Delegate quantization kernel to torch.fake_quantize

Lee, Kyunggeun · quic-kyunggeu · GitHub Enterprise · commit a444995fb477 · 2025-04-17T17:49:28.000-07:00
Signed-off-by: Kyunggeun Lee &lt;quic_kyunggeu@quicinc.com&gt;
Co-authored-by: Kyunggeun Lee &lt;quic_kyunggeu@quicinc.com&gt;
diff --git a/TrainingExtensions/torch/src/python/aimet_torch/v2/quantization/affine/backends/torch_builtins.py b/TrainingExtensions/torch/src/python/aimet_torch/v2/quantization/affine/backends/torch_builtins.py
@@ -36,14 +36,18 @@
 # =============================================================================
 """ Default quantization backend for quantizing weights and activations """
 import functools
-from typing import Callable, Optional, List
+from packaging import version
+from typing import Callable, Optional, List, Tuple
 import torch
 from aimet_torch.v2.utils import _is_expandable, _ContextManager
 import aimet_torch.v2.experimental.onnx._export as _onnx
-from packaging import version
 
 
-if version.parse(torch.__version__) >= version.parse("2.0.0"):
+_torch_version: Tuple[int, int, int] = (version.parse(torch.__version__).major,
+                                        version.parse(torch.__version__).minor,
+                                        version.parse(torch.__version__).micro)
+
+if _torch_version >= (2, 0, 0):
     _compile = torch.compile
 else:
     _compile = lambda fn: fn
@@ -155,6 +159,8 @@ def quantize(tensor: torch.Tensor, scale: torch.Tensor, offset: torch.Tensor,
 
 
 
+_ALLOW_FAST_FORWARD = True # temporary flag for debugging
+
 @_onnx.register_symbolic(_onnx.quantize_dequantize_symbolic)

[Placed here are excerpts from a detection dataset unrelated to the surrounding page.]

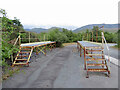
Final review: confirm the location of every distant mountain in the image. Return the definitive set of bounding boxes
[73,24,118,33]
[25,27,63,33]
[25,24,120,33]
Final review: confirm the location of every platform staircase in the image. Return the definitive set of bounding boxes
[84,46,110,78]
[12,47,33,66]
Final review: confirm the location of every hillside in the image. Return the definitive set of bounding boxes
[25,24,118,33]
[73,24,118,33]
[25,27,63,33]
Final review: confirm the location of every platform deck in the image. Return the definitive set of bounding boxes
[78,41,101,47]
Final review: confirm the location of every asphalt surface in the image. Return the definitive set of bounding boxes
[104,44,120,60]
[2,45,118,88]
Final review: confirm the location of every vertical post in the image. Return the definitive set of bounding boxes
[44,34,45,41]
[87,33,88,41]
[84,47,86,70]
[36,47,38,55]
[96,28,98,42]
[92,31,93,42]
[45,45,46,56]
[47,34,48,41]
[19,32,21,46]
[29,32,30,43]
[40,35,41,42]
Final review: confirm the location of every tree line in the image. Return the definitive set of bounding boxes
[0,9,120,66]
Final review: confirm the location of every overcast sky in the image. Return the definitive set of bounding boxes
[0,0,119,29]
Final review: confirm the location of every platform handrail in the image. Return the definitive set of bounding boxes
[101,32,110,62]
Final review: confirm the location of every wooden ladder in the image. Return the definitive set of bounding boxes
[84,46,110,78]
[12,47,33,67]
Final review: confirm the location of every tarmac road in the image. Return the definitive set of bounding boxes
[2,45,118,88]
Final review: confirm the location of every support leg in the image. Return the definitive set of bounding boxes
[80,46,82,57]
[45,45,46,56]
[86,71,89,78]
[36,47,38,55]
[84,48,86,70]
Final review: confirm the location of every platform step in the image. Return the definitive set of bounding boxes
[87,69,108,72]
[86,49,103,52]
[86,54,104,56]
[13,63,27,65]
[87,63,106,66]
[85,47,103,49]
[19,52,30,53]
[16,55,29,57]
[16,59,27,61]
[86,58,105,61]
[21,49,31,51]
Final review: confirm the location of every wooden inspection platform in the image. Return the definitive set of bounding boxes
[77,41,110,78]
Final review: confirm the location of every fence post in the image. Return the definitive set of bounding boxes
[29,32,30,43]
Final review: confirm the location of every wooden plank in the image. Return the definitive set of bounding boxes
[86,54,104,56]
[87,69,108,72]
[16,55,29,57]
[86,49,103,52]
[19,52,30,53]
[86,58,105,61]
[16,59,27,61]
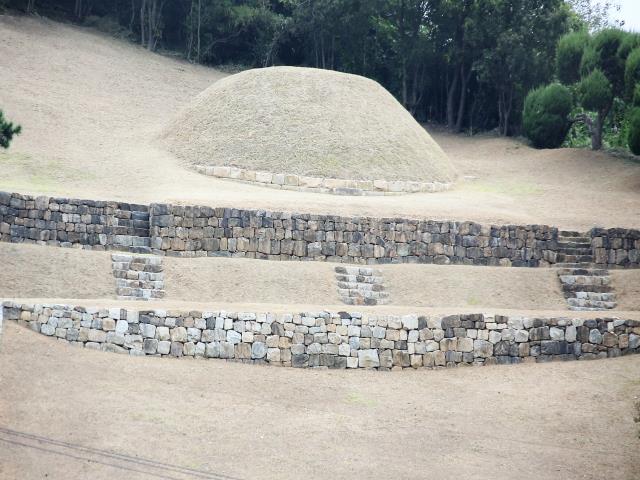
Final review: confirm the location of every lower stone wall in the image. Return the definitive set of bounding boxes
[589,228,640,268]
[2,302,640,370]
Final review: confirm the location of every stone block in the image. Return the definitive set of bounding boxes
[358,349,380,368]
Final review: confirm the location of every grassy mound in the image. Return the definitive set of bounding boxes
[162,67,455,182]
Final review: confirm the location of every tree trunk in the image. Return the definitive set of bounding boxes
[129,0,136,32]
[147,0,158,51]
[196,0,202,63]
[400,56,407,108]
[456,63,472,132]
[140,0,147,47]
[447,68,460,130]
[590,111,606,150]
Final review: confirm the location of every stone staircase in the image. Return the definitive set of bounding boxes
[554,231,616,310]
[111,253,165,300]
[335,267,389,305]
[111,203,151,253]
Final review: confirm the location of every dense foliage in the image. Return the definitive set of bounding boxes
[525,24,640,151]
[627,107,640,155]
[522,83,573,148]
[0,110,22,148]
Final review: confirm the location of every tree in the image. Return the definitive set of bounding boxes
[556,31,589,85]
[579,69,613,150]
[568,0,624,31]
[478,0,568,136]
[0,110,22,148]
[522,83,573,148]
[624,47,640,100]
[627,107,640,155]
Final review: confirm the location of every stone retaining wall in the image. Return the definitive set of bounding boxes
[0,192,149,251]
[195,165,451,195]
[589,228,640,268]
[150,204,557,267]
[3,302,640,370]
[0,192,640,268]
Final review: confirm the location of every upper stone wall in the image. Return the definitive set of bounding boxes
[0,192,149,253]
[0,192,640,268]
[150,204,557,267]
[590,228,640,268]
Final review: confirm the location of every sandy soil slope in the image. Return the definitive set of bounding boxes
[0,243,115,299]
[0,16,640,230]
[0,323,640,480]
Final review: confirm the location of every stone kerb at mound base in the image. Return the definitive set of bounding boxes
[195,165,453,195]
[2,302,640,370]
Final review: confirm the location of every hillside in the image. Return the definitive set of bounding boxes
[0,15,640,229]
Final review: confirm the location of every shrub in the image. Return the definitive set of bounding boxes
[556,32,589,85]
[522,83,572,148]
[624,47,640,100]
[579,69,613,112]
[617,33,640,62]
[580,45,598,77]
[627,107,640,155]
[593,28,631,92]
[0,110,22,148]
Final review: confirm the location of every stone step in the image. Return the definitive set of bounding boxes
[336,275,382,283]
[559,275,611,286]
[335,266,380,277]
[567,298,616,310]
[557,246,592,255]
[338,288,389,298]
[558,268,609,276]
[338,282,384,292]
[562,283,613,296]
[558,240,591,249]
[569,306,606,312]
[558,230,589,240]
[572,290,616,302]
[556,253,593,263]
[111,255,165,300]
[553,262,597,269]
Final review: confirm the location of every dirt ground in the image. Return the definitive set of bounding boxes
[0,15,640,480]
[0,243,115,299]
[610,270,640,310]
[5,243,640,314]
[0,15,640,230]
[0,322,640,480]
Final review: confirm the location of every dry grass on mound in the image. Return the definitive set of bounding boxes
[163,67,455,181]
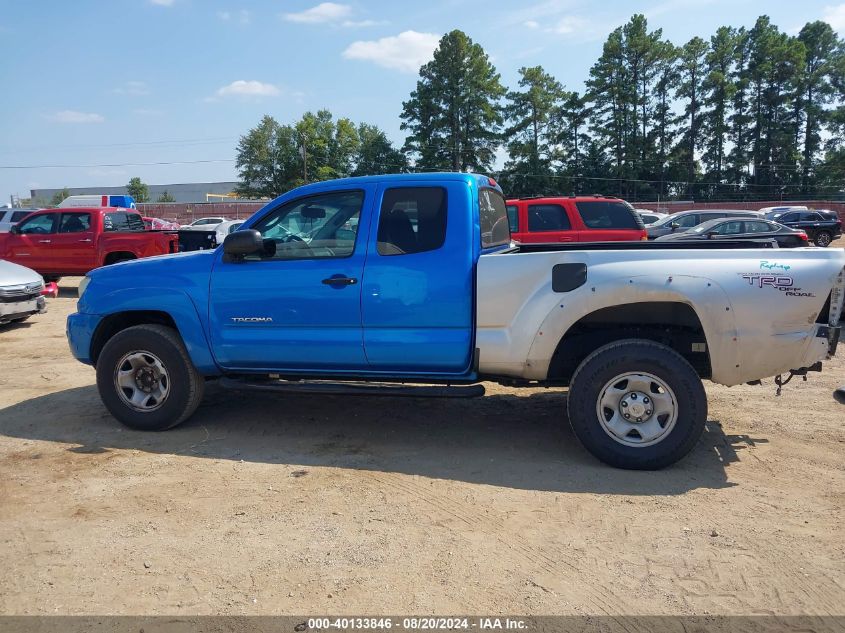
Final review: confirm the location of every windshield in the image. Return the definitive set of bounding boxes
[651,213,681,226]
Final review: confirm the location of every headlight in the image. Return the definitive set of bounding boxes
[79,275,91,299]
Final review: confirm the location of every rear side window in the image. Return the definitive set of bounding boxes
[376,187,447,255]
[478,187,511,248]
[103,211,146,232]
[575,200,643,229]
[528,204,572,233]
[59,213,91,233]
[508,204,519,233]
[19,213,59,235]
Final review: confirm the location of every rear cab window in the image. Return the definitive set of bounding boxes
[478,187,511,249]
[376,187,448,255]
[528,204,572,233]
[575,200,644,231]
[103,211,146,233]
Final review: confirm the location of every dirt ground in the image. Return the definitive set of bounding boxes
[0,244,845,615]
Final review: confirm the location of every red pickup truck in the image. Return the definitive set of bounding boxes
[507,196,648,244]
[0,207,179,281]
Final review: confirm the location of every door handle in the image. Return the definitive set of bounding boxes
[323,275,358,286]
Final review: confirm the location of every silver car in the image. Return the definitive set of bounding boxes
[0,259,47,325]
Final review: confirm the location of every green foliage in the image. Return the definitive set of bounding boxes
[352,123,408,176]
[50,187,70,207]
[235,110,408,198]
[126,176,150,202]
[401,30,505,171]
[504,66,570,195]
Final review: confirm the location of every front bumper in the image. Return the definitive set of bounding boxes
[66,312,103,365]
[0,297,47,324]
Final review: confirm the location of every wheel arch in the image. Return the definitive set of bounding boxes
[547,301,713,384]
[85,288,219,376]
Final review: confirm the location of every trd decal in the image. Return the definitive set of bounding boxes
[760,259,792,272]
[741,273,795,288]
[740,272,816,297]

 def quantize_dequantize(tensor: torch.Tensor, scale: torch.Tensor, offset: torch.Tensor,
                         qmin: int, qmax: int, block_size: Optional[List] = None) -> torch.Tensor:
@@ -170,6 +176,26 @@ def quantize_dequantize(tensor: torch.Tensor, scale: torch.Tensor, offset: torch
     """
     _validate_arguments(tensor, scale, qmin, qmax, block_size)
 
+    _fast_forward = _ALLOW_FAST_FORWARD
+
+    # torch.fake_quantize doesn't support blockwise quantization
+    _fast_forward &= block_size is None
+
+    # torch.fake_quantize doesn't support JIT tracing
+    _fast_forward &= not torch.jit.is_tracing()
+
+    # torch.fake_quantize doesn't compute gradients for scale/offset
+    _fast_forward &= (not scale.requires_grad and not offset.requires_grad) or (not torch.is_grad_enabled())
+
+    # if user explicitly designated specific rounding function, honor it strictly
+    _fast_forward &= (_round_fn == torch.round and _round_fn_inplace == torch.round_)
+
+    if _fast_forward:
+        ret = _torch_fake_quantize(tensor, scale, offset, qmin, qmax)
+
+        if ret is not None:
+            return ret
+
     output_dtype = internal_dtype = tensor.dtype
 
     if not _is_numerically_stable(internal_dtype, qmin, qmax):
@@ -190,6 +216,60 @@ def quantize_dequantize(tensor: torch.Tensor, scale: torch.Tensor, offset: torch
                                   offset.to(internal_dtype),
                                   qmin, qmax).to(output_dtype).view(orig_tensor_shape)
 
+
+def _torch_fake_quantize(tensor: torch.Tensor,
+                         scale: torch.Tensor,
+                         offset: torch.Tensor,
+                         qmin: int,
+                         qmax: int) -> Optional[torch.Tensor]:
+    scale_internal_dtype = torch.float32
+    tensor_internal_dtype = tensor.dtype
+
+    if _torch_version < (2, 6, 0) and tensor_internal_dtype == torch.bfloat16:
+        # torch.fake_quantize only supports bfloat16 in >=2.6.0
+        tensor_internal_dtype = torch.float32
+
+    is_per_tensor = scale.numel() == offset.numel() == 1
+
+    if is_per_tensor:
+        return torch.fake_quantize_per_tensor_affine(tensor.to(tensor_internal_dtype),
+                                                     scale.view(()).to(scale_internal_dtype),
+                                                     -offset.to(torch.int32).view(()),
+                                                     qmin, qmax).to(tensor.dtype)
+
+    scale = scale.view(*(1 for _ in range(tensor.dim() - scale.dim())),
+                       *scale.shape)
+    offset = offset.view(*(1 for _ in range(tensor.dim() - offset.dim())),
+                         *offset.shape)
+
+    is_per_channel = scale.shape == offset.shape and all(
+        scale_dim in (1, tensor_dim)
+        for scale_dim, tensor_dim
+        in zip(scale.shape, tensor.shape)
+    )
+
+    if is_per_channel:
+        axes = [
+            axis for axis, scale_dim in enumerate(scale.shape) if scale_dim != 1
+        ]
+        assert axes
+
+        if len(axes) == 1:
+            axis, = axes
+            try:
+                return torch.fake_quantize_per_channel_affine(tensor.to(tensor_internal_dtype),
+                                                              scale.flatten().to(scale_internal_dtype),
+                                                              -offset.to(torch.int32).flatten(),
+                                                              axis, qmin, qmax).to(tensor.dtype)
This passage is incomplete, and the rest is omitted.